What the Iran War Could Mean for Indonesia’s Energy Transition
What the Iran War Could Mean for Indonesia’s Energy Transition
The tremors of war never stay in one place. Distance is an illusion. They cross oceans, moving through space and time.
The Strait of Hormuz may be far from Indonesia. But when that route is disrupted by the Iran war, the shock is quickly felt in energy prices, the state budget, and the direction of our energy transition.
This narrow passage carries more than a quarter of the world’s seaborne oil trade and about a fifth of global LNG trade. When the flow is disturbed, prices jump, and importing countries like Indonesia absorb the risk.
For Indonesia, the first blow comes from import dependence. A significant share of its crude oil imports and 30 percent of its LPG imports still come from the Middle East.
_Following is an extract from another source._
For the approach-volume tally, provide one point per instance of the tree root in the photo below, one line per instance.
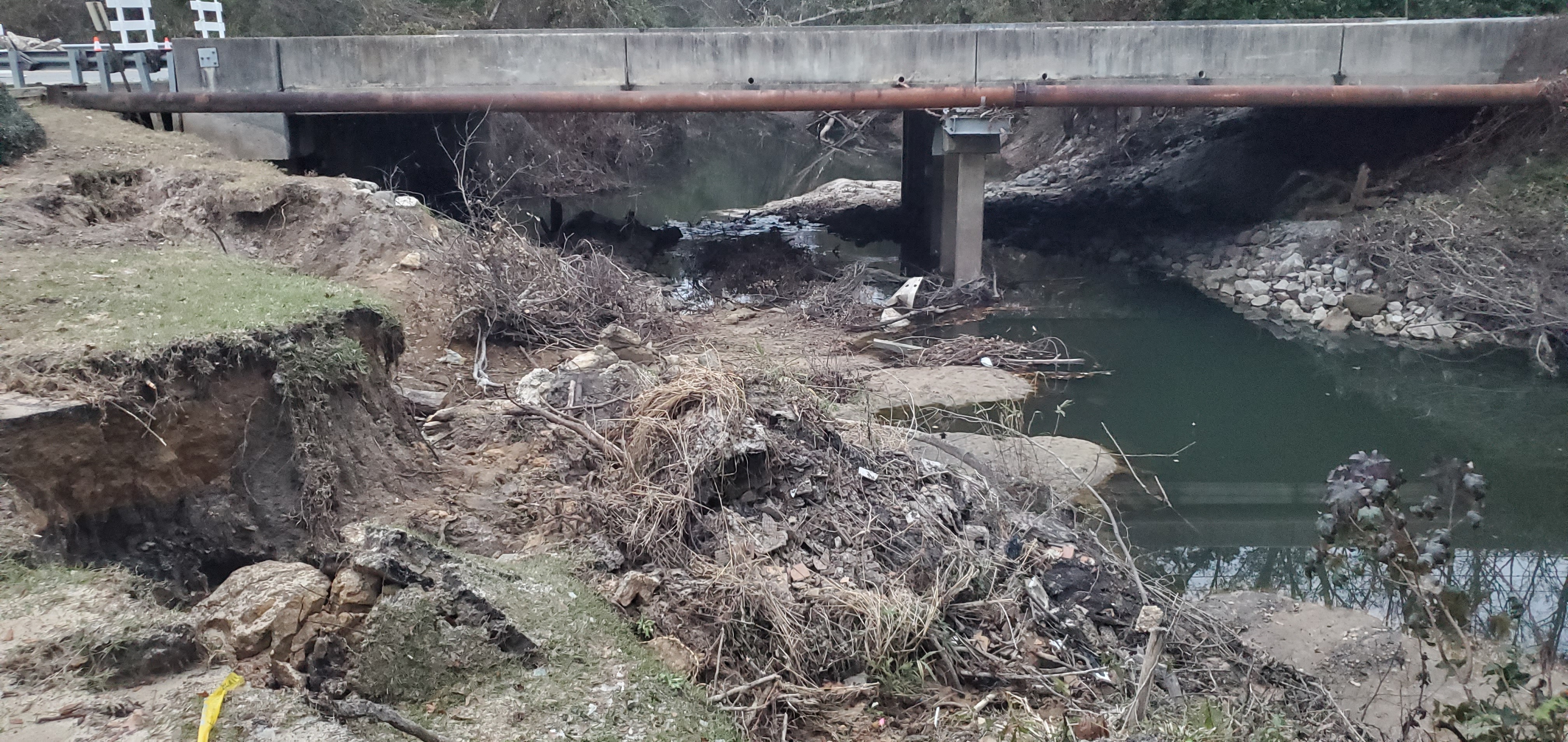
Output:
(360, 708)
That is why the government has begun shifting part of its crude purchases to the US.
The strain does not stop at energy markets. It also reaches the state budget, where higher oil prices could push the deficit to around 3.6 percent of GDP if the government does not adjust its spending. Money that should help grids, renewables, and low carbon transport can end up consumed by short term energy stabilisation.
At the same time, crises make old habits look practical. LNG freight rates have jumped more than 40 percent, most LNG moving through Hormuz still heads to Asia, and Indonesia’s latest power plan still leaves room for new coal and gas. This is how the transition can slow, not because the vision disappears, but because yesterday’s answers suddenly look easier.
This crisis exposes something Indonesia can no longer afford to ignore. Fossil energy may look familiar, but in moments like this it is neither reliably cheap nor reliably secure. When conflict disrupts supply routes, the real value of renewables, energy efficiency, electrification, and public transport becomes clearer. They are not just part of a climate agenda. They are part of a national buffer against external shocks.
For Indonesia, that changes the meaning of the transition. The Iran war may complicate the path in the short term, but it also makes the destination harder to dispute. A faster shift to domestic clean energy, stronger grids, and lower fuel import dependence is no longer only about emissions. It is also about building an economy that can stand more firmly when the world becomes unstable.
For transformational leadership, storms are not obstacles. They are the winds that quicken the pace of change.